Deya had a warrant out for his arrest in Kenya for the trafficking of babies out of the country. The Kenyan police alleged that the ministry was a baby-snatching ring, and they petitioned for his extradition from the UK. Deya sought political asylum from his base in Glasgow. He was arrested by police at Edinburgh Sheriff Court in 2006.

In November 2004 the High Court in the UK ruled that a 'miracle baby' in London was the victim of child trafficking, and that the supposed miracle displayed was a ruse in order to generate funds from a "deceived congregation". Justice Ryder ruled that in order to maintain the illusion of a genuine birth, the child's 'mother' was seriously assaulted "and a live child who had been born to another family was presented to her as her child." He also ruled that "[the baby's] birth as described was a falsehood not a miracle."

On 13 December 2006, Deya was arrested in London by the Metropolitan Police. A police spokesman said Gilbert Deya was detained under an arrest warrant issued by Kenyan authorities, who had charged him with child abduction and trafficking. He was ordered by a court on 8 November 2007, to be extradited from the UK to Kenya to face five counts of child stealing.

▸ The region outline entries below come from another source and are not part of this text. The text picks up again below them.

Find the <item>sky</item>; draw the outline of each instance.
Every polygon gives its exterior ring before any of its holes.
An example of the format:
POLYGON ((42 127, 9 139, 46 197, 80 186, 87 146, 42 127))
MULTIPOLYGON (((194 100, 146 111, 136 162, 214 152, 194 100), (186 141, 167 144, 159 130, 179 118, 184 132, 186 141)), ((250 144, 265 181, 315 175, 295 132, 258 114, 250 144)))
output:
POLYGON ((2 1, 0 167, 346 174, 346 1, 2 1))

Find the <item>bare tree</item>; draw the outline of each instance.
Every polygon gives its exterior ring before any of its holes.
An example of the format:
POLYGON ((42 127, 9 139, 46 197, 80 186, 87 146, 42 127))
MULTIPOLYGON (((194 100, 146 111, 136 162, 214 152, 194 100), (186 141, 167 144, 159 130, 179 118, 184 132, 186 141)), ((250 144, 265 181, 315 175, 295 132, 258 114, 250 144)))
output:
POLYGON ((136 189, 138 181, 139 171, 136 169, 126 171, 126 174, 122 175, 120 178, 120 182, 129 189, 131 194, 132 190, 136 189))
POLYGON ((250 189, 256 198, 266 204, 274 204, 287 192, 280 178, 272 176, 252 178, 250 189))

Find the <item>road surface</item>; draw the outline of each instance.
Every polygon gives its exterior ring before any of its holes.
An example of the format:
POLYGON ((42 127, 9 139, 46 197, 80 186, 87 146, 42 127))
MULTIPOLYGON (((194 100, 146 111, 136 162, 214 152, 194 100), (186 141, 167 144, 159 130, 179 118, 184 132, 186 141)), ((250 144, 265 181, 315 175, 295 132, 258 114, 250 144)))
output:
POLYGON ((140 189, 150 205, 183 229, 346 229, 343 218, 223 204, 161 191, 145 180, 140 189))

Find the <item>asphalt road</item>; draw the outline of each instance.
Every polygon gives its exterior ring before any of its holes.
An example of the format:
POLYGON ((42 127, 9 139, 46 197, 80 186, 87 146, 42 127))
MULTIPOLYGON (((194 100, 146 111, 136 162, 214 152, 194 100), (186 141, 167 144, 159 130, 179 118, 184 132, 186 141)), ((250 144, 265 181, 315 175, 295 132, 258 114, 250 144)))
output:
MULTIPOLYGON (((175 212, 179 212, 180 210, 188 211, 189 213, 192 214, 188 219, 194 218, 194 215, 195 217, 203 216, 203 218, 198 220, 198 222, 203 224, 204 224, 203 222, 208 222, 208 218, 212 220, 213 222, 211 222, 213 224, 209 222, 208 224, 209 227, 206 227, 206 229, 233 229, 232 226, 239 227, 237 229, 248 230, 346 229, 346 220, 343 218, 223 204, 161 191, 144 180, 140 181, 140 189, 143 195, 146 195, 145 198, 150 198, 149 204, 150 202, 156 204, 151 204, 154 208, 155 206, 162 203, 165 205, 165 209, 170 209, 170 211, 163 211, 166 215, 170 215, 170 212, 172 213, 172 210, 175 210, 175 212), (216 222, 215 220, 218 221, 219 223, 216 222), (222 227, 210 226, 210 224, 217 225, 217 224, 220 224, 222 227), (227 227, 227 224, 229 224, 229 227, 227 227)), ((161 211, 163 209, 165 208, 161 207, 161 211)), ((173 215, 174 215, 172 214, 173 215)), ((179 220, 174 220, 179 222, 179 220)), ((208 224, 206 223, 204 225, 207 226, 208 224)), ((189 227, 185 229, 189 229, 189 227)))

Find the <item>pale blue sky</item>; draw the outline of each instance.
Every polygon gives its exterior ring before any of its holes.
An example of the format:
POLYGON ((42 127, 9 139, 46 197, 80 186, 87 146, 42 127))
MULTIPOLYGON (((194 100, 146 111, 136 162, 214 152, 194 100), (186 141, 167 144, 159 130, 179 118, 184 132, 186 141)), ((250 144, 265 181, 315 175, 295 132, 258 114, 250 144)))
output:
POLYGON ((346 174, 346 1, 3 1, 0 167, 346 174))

Deya appealed against extradition on the grounds that he might face torture in Kenya, but in late 2008 his case was rejected by the High Court and leave to appeal to the House of Lords was refused. It was reported in April 2010 that Deya was still in England and David Lammy, Deya's MP, enquired of the government why he had not yet been extradited. Lammy was concerned that justice was being denied to several of his constituents who were victims of the trafficked babies fraud. The Home Office responded that it was still considering representations from Deya's solicitors that sending him to Kenya would breach his human rights.

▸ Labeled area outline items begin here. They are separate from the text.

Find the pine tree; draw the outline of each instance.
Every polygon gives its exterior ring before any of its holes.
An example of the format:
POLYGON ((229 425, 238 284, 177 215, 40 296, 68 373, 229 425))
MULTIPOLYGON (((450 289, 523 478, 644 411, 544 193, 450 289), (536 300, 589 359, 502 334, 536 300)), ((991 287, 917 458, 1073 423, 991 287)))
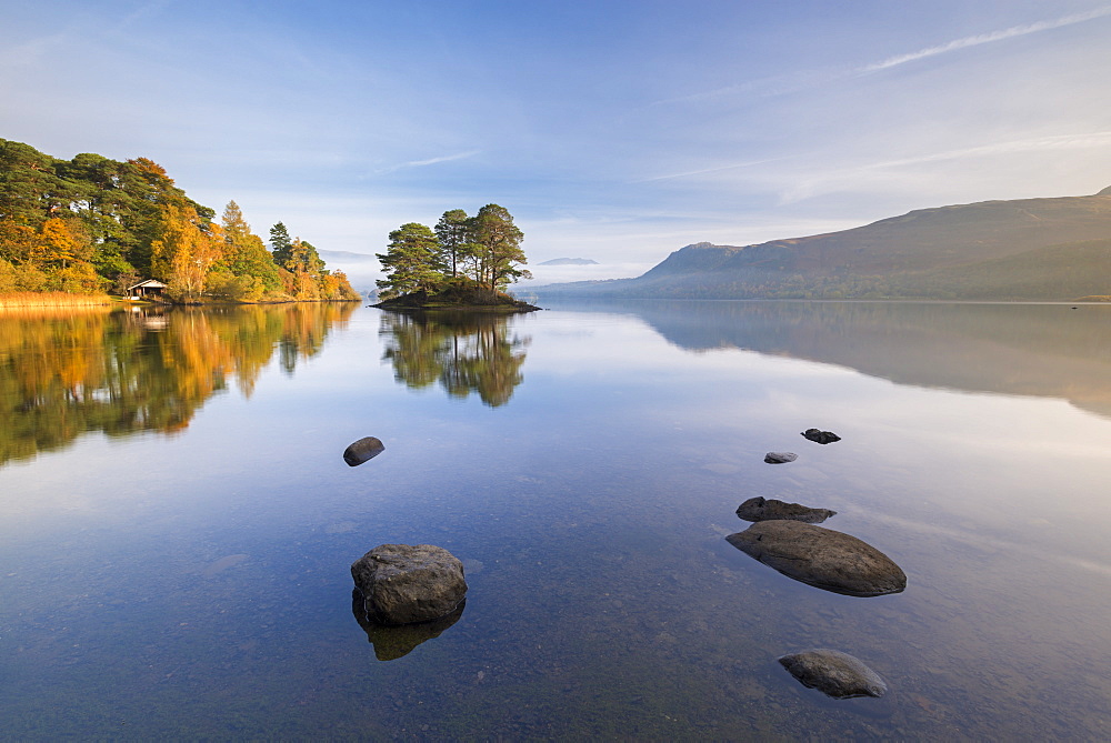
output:
POLYGON ((424 224, 409 222, 390 232, 387 252, 377 253, 387 278, 378 281, 386 298, 416 291, 434 291, 443 282, 436 233, 424 224))

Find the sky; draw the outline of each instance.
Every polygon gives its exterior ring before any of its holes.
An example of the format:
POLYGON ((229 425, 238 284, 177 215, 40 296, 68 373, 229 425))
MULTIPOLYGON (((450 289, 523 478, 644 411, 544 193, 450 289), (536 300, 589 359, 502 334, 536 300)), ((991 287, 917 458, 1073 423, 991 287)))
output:
POLYGON ((0 0, 0 138, 150 158, 324 251, 498 203, 537 283, 1111 185, 1099 0, 0 0), (599 264, 536 267, 580 257, 599 264))

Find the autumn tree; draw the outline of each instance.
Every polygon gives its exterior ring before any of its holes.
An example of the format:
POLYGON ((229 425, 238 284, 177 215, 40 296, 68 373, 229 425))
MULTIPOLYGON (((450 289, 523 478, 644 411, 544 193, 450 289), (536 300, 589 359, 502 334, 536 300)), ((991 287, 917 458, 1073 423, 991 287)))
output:
POLYGON ((204 292, 209 270, 223 258, 222 240, 189 207, 170 207, 151 241, 151 273, 177 300, 193 301, 204 292))
POLYGON ((230 300, 258 301, 282 289, 278 267, 262 238, 251 232, 234 201, 223 210, 223 259, 209 278, 210 293, 230 300))
POLYGON ((383 297, 436 291, 443 282, 443 263, 436 233, 424 224, 408 222, 390 232, 386 253, 376 253, 386 279, 378 281, 383 297))

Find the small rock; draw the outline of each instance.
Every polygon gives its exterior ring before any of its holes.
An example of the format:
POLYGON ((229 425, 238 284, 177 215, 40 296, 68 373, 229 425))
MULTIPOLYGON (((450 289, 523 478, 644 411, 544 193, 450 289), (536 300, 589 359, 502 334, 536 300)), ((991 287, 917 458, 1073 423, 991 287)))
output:
POLYGON ((343 450, 343 461, 348 463, 348 466, 359 466, 363 462, 374 459, 383 451, 386 451, 386 444, 374 436, 367 436, 366 439, 359 439, 359 441, 343 450))
POLYGON ((745 521, 787 519, 790 521, 801 521, 807 524, 820 524, 830 516, 837 515, 837 511, 811 509, 798 503, 784 503, 777 500, 769 501, 758 495, 741 503, 737 509, 737 515, 745 521))
POLYGON ((807 429, 802 432, 802 435, 820 444, 831 444, 834 441, 841 441, 841 436, 832 431, 820 431, 818 429, 807 429))
POLYGON ((779 662, 803 686, 838 700, 883 696, 888 685, 875 671, 839 650, 815 649, 792 653, 779 662))
POLYGON ((850 596, 882 596, 907 588, 891 558, 855 536, 799 521, 760 521, 725 538, 788 578, 850 596))
POLYGON ((467 593, 463 563, 432 544, 382 544, 351 564, 370 621, 411 624, 446 616, 467 593))

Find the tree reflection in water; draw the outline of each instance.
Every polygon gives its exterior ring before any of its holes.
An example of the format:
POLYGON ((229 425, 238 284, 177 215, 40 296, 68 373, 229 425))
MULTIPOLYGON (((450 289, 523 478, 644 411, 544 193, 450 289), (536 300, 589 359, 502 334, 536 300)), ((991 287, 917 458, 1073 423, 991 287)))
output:
POLYGON ((249 396, 276 348, 293 373, 356 307, 4 311, 0 465, 87 431, 180 431, 230 379, 249 396))
POLYGON ((453 398, 478 392, 504 405, 521 383, 528 338, 510 335, 504 315, 490 312, 383 312, 379 334, 393 375, 413 389, 440 383, 453 398))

In January 2011, a court in Kenya convicted Mary Deya of stealing a baby from Kenyatta National Hospital in 2005 and making a false statement that she had given birth to the baby in question. She was later acquitted on separate charges of obtaining registration for five children irregularly.

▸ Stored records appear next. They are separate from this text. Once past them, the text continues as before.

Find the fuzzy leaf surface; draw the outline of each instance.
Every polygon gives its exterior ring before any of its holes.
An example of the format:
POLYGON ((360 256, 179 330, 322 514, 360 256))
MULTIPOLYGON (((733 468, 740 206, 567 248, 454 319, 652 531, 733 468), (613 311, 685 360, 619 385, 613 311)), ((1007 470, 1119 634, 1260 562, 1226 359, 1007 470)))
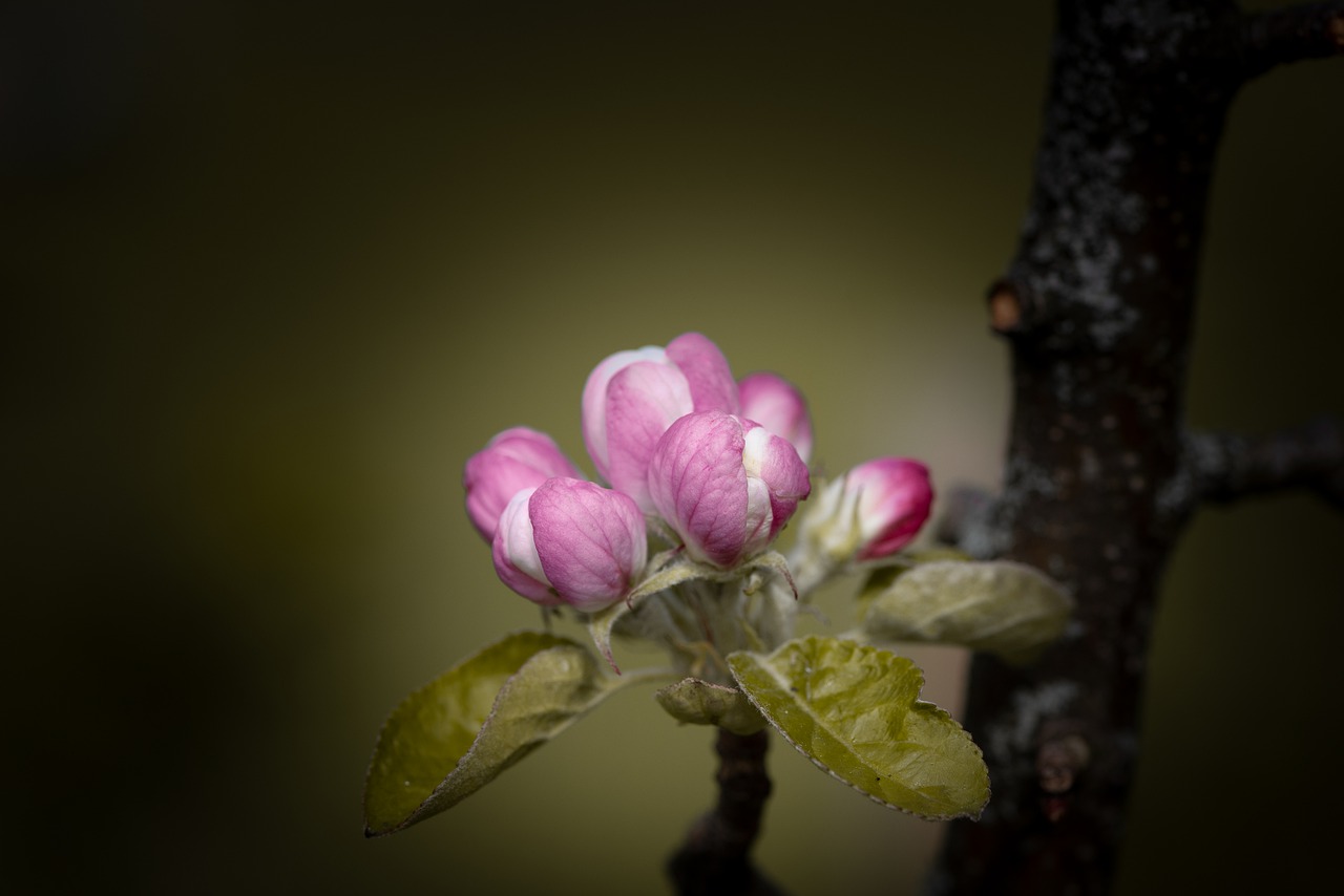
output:
POLYGON ((943 709, 919 700, 906 657, 809 635, 728 668, 798 752, 886 806, 933 821, 978 818, 989 799, 980 748, 943 709))
POLYGON ((954 643, 1015 664, 1059 638, 1074 607, 1044 572, 1011 560, 925 563, 866 592, 868 638, 954 643))
POLYGON ((520 631, 406 697, 364 780, 364 833, 390 834, 476 793, 612 688, 583 646, 520 631))
POLYGON ((751 735, 765 728, 765 719, 737 688, 724 688, 699 678, 683 678, 655 692, 668 715, 691 725, 718 725, 735 735, 751 735))

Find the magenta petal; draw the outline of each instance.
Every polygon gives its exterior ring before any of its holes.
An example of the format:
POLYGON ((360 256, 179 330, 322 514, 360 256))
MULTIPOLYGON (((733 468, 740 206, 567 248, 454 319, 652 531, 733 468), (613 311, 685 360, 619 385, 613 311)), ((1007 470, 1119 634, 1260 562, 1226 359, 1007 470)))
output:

In September 2011, news reports indicated that all avenues of appeal had been exhausted and Deya would soon be extradited to Kenya.

The London Evening Standard reported on 21 October 2016 that Deya had applied for a judicial review of the decision to extradite him.

On 12 July 2017, Premier Christian Media reported that the High Court had refused Deya's application for a judicial review and that he would be extradited.

On 3 August 2017, Deya was extradited from the UK to Kenya to face child trafficking charges. He was immediately arraigned in court for child trafficking offences. He subsequently divorced his wife, supposedly because her involvement in baby theft had tarnished his reputation.

In April 2020, Deya's hearing was delayed because of COVID-19. However, the case resumed in early 2021. Deya's legal team launched a bid to block prosecutors from calling several witnesses from abroad whose testimonies had been halted because of COVID-19. However, Chief Magistrate Francis Andayi denied the motion. In May 2023, Deya gave testimony in which he denied the charges against him.

Local press reported that judgment was passed by the court in Nairobi on 29 June 2023. Deya was acquitted on all charges based on a lack of evidence. Magistrate Robison Ondieki ruled that the prosecution had "failed to establish circumstantial evidence". Following the verdict, Deya suggested that he would seek to return to the UK.

== Death ==
Deya died on June 17, 2025, in a traffic collision after his vehicle collided with a university bus and another vehicle near the city of Kisumu in western Kenya. He was 72.